Attempts have been made to provide in-home dry-cleaning systems that combine the fabric cleaning and refreshing of in-home, immersion laundering processes with the fabric care benefits of dry-cleaning processes. One such in-home system for cleaning and refreshing garments comprises a substrate sheet containing various liquid or gelled cleaning agents, and a plastic bag. The garments are placed in the bag together with the sheet, and then tumbled in a conventional clothes dryer. In a current commercial embodiment, multiple single-use flat sheets comprising a cleaning/refreshing agent and a single multi-use plastic bag are provided in a package.
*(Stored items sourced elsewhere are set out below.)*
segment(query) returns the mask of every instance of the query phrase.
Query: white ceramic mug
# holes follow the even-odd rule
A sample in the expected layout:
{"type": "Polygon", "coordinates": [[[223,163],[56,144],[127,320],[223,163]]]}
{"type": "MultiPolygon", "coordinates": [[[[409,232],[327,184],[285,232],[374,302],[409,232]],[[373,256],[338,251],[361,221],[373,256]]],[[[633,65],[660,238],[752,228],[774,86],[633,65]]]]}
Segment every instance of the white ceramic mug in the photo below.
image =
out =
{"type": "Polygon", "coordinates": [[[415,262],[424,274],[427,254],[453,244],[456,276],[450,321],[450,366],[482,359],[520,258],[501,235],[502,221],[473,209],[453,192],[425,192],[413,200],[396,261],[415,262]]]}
Unfortunately, such in-home processes are designed for use in a conventional clothes dryer, or the like apparatus. Such apparatuses are not always readily available, and they are often uneconomical. Moreover, in many countries clothes dryers are simply unnecessary. For example, in many warm tropical regions people do not typically own clothes dryers because their clothes can be dried year-round by hanging them outside in the sun. In the areas of the world where people do not typically own clothes dryers, products that require a heating apparatus, such as clothes dryers, are of little or no value.
Steamer cabinets have also been utilized in the past to treat fabric articles with heavy doses of steam. Unfortunately, past steam cabinets were largely uncontrolled with respect to temperature and humidity. The cabinets were generally large appliances that were not portable. And due to the large amount of steam used, a drying step is often required that puts strain on the fabrics. The drying step also requires additional time and energy, and often results in undesirable shrinkage.
Thus, there was a need to develop a domestic, non-immersion cleaning and refreshing process, and cleaning and refreshing compositions for use therein, which provides acceptable cleaning without the need for a tumble dryer. Moreover, there is a need for apparatuses that can regulate both temperature and relative humidity within a container during a domestic, non-immersion cleaning and refreshment process, wherein dry clean only fabrics are cleaned, de-wrinkled and refreshed.
Thus, apparatuses were developed for treating a fabric article, which include a collapsible or expandable container that is made from a material that defines an interior void space having an open volume, and an opening. Such known apparatuses also include a humidity provider; a heating element; a hangar for suspending at least one fabric article within the interior void space of the container; a vent; and an air circulation device. The container can be collapsed so that the apparatus is portable. The heating element that is used in such known apparatuses is typically a steaming unit or equivalent which volatilizes the refreshing and cleaning composition by heating it up to its volatilizing temperature.
However, such apparatuses are usually provided with liquid refreshing/cleaning apparatuses via a liquid reservoir that is connected to the device, and there is a risk of leakage of such liquid containers at the time they are connected to the device. Such apparatuses are typically to be connected to the main electricity supply, and further contain electronic components that contain a large amount of electricity. Moreover, there is a risk of accidental removal of the liquid container while the device is being used, which could lead to damaging the apparatus or even injure the user. Finally, it is crucial that the connection/disconnection of the liquid container from said appliance be as easy as possible, in order to make the overall usage of the device simple to the consumer. Indeed, such apparatuses have been created to facilitate the tasks of cleaning/refreshing fabrics, so it is essential that all operations needed to operate such an appliance be as obvious and simple as possible for the consumer.
Thus, there is a need for a new fitment system that allows the user to frequently connect/disconnect a container, preferably a liquid container, to an electrical distribution device, preferably a liquid distribution device, that is connected to the main, which is extremely easy to use, and maintains the liquid container into the device in such a way that the risk of leakage is reduced to a minimum.